Et par-delà ce couronnement final, la 48e cérémonie des César ne fut pas exempte de moments marquants concernant l'égalité des sexes et la visibilité des femmes artistes. Les voici.

La "libération de l'écoute"

Tout aussi imposant que le sacre de La nuit du 12 : le discours de sa productrice Caroline Benjo, véritable sensibilisation à la cause féministe. "Dans le film, deux personnages partagent ce constat : il y a quelque chose qui cloche entre les femmes et les hommes. C'est un euphémisme. Le morbide décompte de la violence faite aux femmes tient en une phrase : un décès tous les trois jours, et dans les mauvaises années tous les deux jours. Seules les femmes savent dans leur chair ce qu'est la violence qu'on leur inflige".
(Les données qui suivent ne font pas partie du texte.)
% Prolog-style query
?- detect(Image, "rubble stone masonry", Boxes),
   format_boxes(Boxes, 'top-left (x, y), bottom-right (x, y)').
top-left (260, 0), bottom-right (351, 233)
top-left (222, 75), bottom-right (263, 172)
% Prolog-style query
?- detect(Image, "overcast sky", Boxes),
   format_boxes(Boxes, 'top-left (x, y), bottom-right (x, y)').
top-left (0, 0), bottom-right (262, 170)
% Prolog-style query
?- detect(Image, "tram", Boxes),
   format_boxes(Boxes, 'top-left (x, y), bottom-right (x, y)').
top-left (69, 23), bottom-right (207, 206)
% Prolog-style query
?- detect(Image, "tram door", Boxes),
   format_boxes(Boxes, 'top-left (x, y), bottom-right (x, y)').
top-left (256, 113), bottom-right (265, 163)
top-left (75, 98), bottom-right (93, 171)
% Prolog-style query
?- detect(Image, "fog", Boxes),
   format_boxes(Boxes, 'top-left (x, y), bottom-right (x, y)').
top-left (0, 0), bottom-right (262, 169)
"Mais pourtant quand Dominik Moll et son coscénariste Gilles Marchand sont venus nous voir avec l'envie de faire ce film, il nous est apparu évident qu'il y avait un manque. Que le regard des hommes était important. Qu'il fallait donner la parole à ces hommes-là. Et que les cinéastes devaient absolument s'emparer de ce récit. #MeToo a libéré la parole, mais qu'il s'agissait maintenant de libérer l'écoute".

"Or dans le film les hommes écoutent. Ils écoutent d'autres hommes débiter un flot de propos misogynes mais surtout ils écoutent des femmes qui leur tendent un miroir sans concession. Si le film nous bouleverse, c'est pour cela. Mais c'est aussi pour cela qu'il nous apaise profondément et que nous en avions tous et toutes très profondément besoin. Je dirais donc vive les femmes, et vive les hommes qui rejoignent leur combat. Parce que ce combat nous devons le mener ensemble", a achevé la productrice.

La messe est dite. Dominik Moll quant à lui a tenu à ajouter sur scène : "Je voulais avoir une pensée pour la vraie Clara, la vraie victime de l'affaire qui a donné lieu au film. Elle s'appelait Maud".

Virginie Efira salue "toutes les réalisatrices"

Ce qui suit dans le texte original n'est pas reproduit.